I'm building an Objective-C wrapper for a nasty legacy C-library. Assume I have two Objective-C classes 开发者_如何学PythonA and B wrapping some related legacy structures. Now I would like to provide a function that converts a given object of class A into an object of class B. The problem is, that the conversion process destroys the internal state of the source object.
What is the best solution for implementing this conversion function regarding the standard Objective-C naming convention. I.e. it should be clear that the conversion function will do a release on the given source object.
Instead of asking about a name, perhaps you should ask for strategies on how to do the conversion process without destroying the state of the source object. I can't imagine any sort of C data that can't just by memcpy
'd to a new location. I'd fiddle around with doing that and seeing if duplicating the data before conversion will fix this issue for you.

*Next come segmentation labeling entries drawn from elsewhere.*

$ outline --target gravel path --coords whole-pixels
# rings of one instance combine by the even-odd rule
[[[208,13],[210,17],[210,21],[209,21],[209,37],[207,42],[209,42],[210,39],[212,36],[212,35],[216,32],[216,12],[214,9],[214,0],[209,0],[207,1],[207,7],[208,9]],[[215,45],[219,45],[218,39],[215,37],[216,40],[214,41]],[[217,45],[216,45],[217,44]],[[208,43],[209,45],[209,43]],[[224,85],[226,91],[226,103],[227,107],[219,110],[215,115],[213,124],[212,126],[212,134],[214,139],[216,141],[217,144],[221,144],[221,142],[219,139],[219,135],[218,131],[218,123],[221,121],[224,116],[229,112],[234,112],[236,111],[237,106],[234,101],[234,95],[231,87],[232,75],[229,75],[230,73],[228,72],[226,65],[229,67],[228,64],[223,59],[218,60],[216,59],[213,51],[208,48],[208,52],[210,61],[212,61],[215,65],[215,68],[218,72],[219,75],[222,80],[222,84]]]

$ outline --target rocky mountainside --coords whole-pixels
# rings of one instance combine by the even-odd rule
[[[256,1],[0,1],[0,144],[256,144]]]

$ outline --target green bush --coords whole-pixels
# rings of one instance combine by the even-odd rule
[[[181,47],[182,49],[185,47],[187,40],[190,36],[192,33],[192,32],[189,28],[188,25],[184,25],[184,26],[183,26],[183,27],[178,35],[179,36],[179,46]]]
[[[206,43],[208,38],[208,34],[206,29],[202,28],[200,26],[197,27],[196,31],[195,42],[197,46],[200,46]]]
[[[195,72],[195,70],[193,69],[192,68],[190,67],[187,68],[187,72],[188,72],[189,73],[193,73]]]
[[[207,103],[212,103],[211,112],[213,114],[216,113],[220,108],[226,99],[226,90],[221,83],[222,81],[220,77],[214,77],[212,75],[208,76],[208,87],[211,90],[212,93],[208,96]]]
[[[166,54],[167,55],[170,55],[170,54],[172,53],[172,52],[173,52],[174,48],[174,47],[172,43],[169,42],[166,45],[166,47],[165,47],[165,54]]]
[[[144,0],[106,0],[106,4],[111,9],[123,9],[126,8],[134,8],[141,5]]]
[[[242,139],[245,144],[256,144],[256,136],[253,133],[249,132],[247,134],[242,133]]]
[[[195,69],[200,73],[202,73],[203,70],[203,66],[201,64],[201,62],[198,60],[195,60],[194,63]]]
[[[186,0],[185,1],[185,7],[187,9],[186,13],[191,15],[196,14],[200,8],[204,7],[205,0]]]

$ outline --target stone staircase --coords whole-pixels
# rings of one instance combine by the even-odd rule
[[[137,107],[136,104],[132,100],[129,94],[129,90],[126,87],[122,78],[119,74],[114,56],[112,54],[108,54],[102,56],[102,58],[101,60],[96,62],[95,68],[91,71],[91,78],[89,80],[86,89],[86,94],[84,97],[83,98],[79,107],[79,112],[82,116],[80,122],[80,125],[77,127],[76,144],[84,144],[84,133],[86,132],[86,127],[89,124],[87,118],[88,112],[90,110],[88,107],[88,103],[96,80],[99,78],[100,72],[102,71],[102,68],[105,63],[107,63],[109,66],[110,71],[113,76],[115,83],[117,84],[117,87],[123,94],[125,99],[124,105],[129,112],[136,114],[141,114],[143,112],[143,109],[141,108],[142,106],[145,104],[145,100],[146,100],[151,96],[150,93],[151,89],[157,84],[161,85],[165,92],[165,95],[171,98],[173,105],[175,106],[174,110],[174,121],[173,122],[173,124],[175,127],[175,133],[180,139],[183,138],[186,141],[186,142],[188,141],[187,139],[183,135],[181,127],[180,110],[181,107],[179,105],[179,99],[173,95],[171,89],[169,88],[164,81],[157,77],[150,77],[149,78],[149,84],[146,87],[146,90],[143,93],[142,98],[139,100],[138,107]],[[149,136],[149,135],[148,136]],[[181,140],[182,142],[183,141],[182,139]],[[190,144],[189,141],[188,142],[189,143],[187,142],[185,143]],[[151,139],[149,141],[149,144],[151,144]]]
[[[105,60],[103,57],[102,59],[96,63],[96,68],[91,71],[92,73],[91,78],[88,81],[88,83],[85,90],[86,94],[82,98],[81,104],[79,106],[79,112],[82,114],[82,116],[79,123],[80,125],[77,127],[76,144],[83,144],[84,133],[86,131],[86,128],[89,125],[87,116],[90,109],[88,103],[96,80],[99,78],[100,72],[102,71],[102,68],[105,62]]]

releasing the source is not a good idea I believe. Why don't you make a copy of your source and release that (if that is neccesary). In that case you could call you method
MyObjectB * b = [MyObjectB bFromA:(MyObjectA *)a];
or
MyObjectB * b = [[MyObjectB alloc] initFromA:(MyObjectA *)a];
I guess ;)
There is no such naming convention. All the Objective-C methods/functions I've seen in standard APIs either copy their sources, leaving original source intact, or use original, but do not destroy it.
The naming convention that does exist, persists to whether the caller should release the new object.